Acid burn to right face, neck, and chest. (A and B) Neck contracture causing severe mouth distortion and oral incompetence. (C) Tissue-expanded left neck with local flap to right neck followed by split-thickness skin graft placed after neck contracture release. Full-thickness skin graft also placed to right lower lip. (D and E) About 3 years postop showing restored position of both lips.
The panfacial burn usually results in macrostomia. During the acute period, contracture release and perioral skin grafts are often employed to maintain the airway.
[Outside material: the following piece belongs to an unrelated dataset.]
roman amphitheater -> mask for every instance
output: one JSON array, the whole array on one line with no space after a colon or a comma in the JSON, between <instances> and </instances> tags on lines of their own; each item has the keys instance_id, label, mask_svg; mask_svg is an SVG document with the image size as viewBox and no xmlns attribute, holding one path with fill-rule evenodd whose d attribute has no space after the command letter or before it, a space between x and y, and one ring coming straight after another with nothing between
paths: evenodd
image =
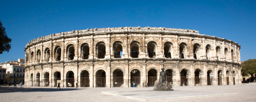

The grafts typically contract over time, requiring revision. Microstomia can develop when the upper and lower lips are grafted, requiring commissuroplasty with local tissue rearrangement for definitive treatment.
Evaluation
As with all burn injuries, evaluating the underlying pathology and developing an optimal solution is essential. Soft tissue deficits, distorted landmarks, and functional impairment must be carefully assessed. The vast majority of burned lip injuries are cutaneous, some with resultant scar contracture. It is critical to note the involvement of the vermilion and other vital structures. When contractures are present, STSGs and FTSGs often provide an appropriate remedy when the underlying orbicularis oris muscle is intact and other facial muscles and nerves are not compromised. Minor contractures can usually be treated with Z-plasties combined with laser therapy. Skin grafting for larger contractures can achieve excellent outcomes and prevent the need for complex flaps. The functioning gracilis muscle-free flap may be suitable for severe deep burns requiring muscle reconstruction.
Lower lip
The lower lip is made of a single facial aesthetic subunit. Reconstructive options include FTSGs, local flaps, regional pedicled flaps, and microvascular free flaps ( Fig. 58.17 ). Classic flaps used in oncologic reconstruction may not be applicable to burn reconstruction in which only the skin is impacted and the orbicularis oris muscle and mucosa are intact. Injured orbicular oris preserves oral continence while any skin contracture is being treated.